In other words, the deadline for Israel to act is when its military capabilities reach their limit to prevent Iran from attaining a nuclear weapons capacity. Kohr was candid about that gap between the U.S. and Israel: that “Israel’s place in Iran’s ideology; its size; Its proximity to danger — all these — create a disequilibrium — a divergence about when Iran’s actions present a critical danger — say to the United States or the west — and when they pose a critical danger to Israel.”
Kohr also did what Obama failed to do: Lay out the necessary conditions on negotiations to prevent them from becoming a stalling tactic for Iran to continue its march toward a nuclear weapons capability. “But for any diplomacy to succeed, Iran’s leaders must demonstrate in advance that they are serious about giving up their quest for nuclear weapons. We should demand that they again verifiably freeze their nuclear program, as required by the UN Security Council – before talks begin.”
And finally, Howard debunked the president’s call to muzzle the “loose war talk.” In fact, we have to raise the fear factor, he argued: “When American soldiers entered Iraq in 2003 and Tehran feared it would be next, Iran stopped work on developing a nuclear weapon. But — when the mullah’s fear diminished, Iran’s nuclear scientists returned to business as usual — and have been at it ever since. The reality today is that the Iranian regime is not frightened enough.We must increase the pressures on the mullahs to the point where they fear failure to comply will lead to their downfall.”
It would be wrong to paint Kohr’s speech as “taking Israel’s side.” To the contrary, he is making an appeal not only to his members and the American people but to the president and those with in the administration struggling to formulate a more robust Iran policy and more closely align U.S. and Israel interests. He is making the case that, for America’s security, we need to move up that redline. (“A nuclear capable Iran means real risks for the United States, her friends and allies.”)
Given the political composition of his membership and his need to remain above partisan politics, it was an extraordinary and in many ways devastating speech. Let’s hope someone in the White House is listening.

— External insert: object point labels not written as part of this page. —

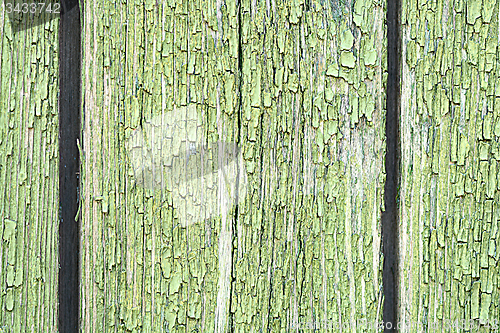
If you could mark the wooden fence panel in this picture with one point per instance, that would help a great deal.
(450, 132)
(29, 176)
(284, 101)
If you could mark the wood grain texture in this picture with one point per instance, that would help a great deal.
(449, 194)
(299, 86)
(29, 177)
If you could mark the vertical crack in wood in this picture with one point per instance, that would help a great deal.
(390, 220)
(69, 163)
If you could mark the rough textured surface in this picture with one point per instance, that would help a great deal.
(299, 87)
(450, 151)
(28, 177)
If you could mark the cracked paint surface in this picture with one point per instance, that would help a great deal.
(299, 87)
(449, 250)
(29, 177)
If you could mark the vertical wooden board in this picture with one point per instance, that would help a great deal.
(450, 138)
(160, 79)
(29, 177)
(294, 238)
(312, 131)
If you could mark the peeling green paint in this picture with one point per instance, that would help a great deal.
(29, 177)
(449, 197)
(305, 143)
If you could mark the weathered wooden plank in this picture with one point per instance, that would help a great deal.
(29, 176)
(313, 136)
(449, 198)
(298, 89)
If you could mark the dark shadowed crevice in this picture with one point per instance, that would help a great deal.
(69, 165)
(390, 216)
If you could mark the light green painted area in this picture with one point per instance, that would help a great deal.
(29, 178)
(449, 238)
(305, 105)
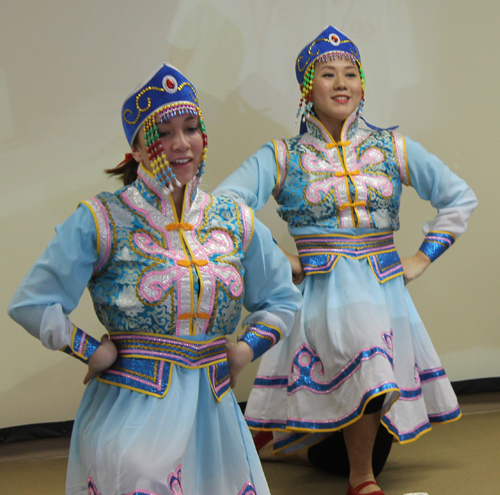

UPDATE (2:30 p.m.): Apparently, Kohr’s speech was a tad too candid for the administration or maybe for its spinners on the AIPAC board. So the usually demure organization responded directly, and on its own initiative, to Right Turn about the above report with a sort of nondenial-denial (We really didn’t mean to, point by point, shred the president’s speech!), which only underscores the real divide between the administration and many friends of Israel:
As AIPAC Executive Director Howard Kohr noted in his speech, significant steps taken by this President and Congress have led to important progress on the Iran issue. He also noted that the President and the Administration should be commended for doing more than any other country to put pressure on Tehran. While noting this American-led progress to date, the Kohr speech urged all parties, including the Administration, Congress, the international community, and even AIPAC activists to do more to solve the Iranian challenge. Every party has a responsibility to bring more pressure to bear on the Iranian regime. AIPAC welcomed the President’s remarks on Sunday, and his firm commitment that all options are on the table — diplomatic, political, economic, and military — to prevent a nuclear Iran.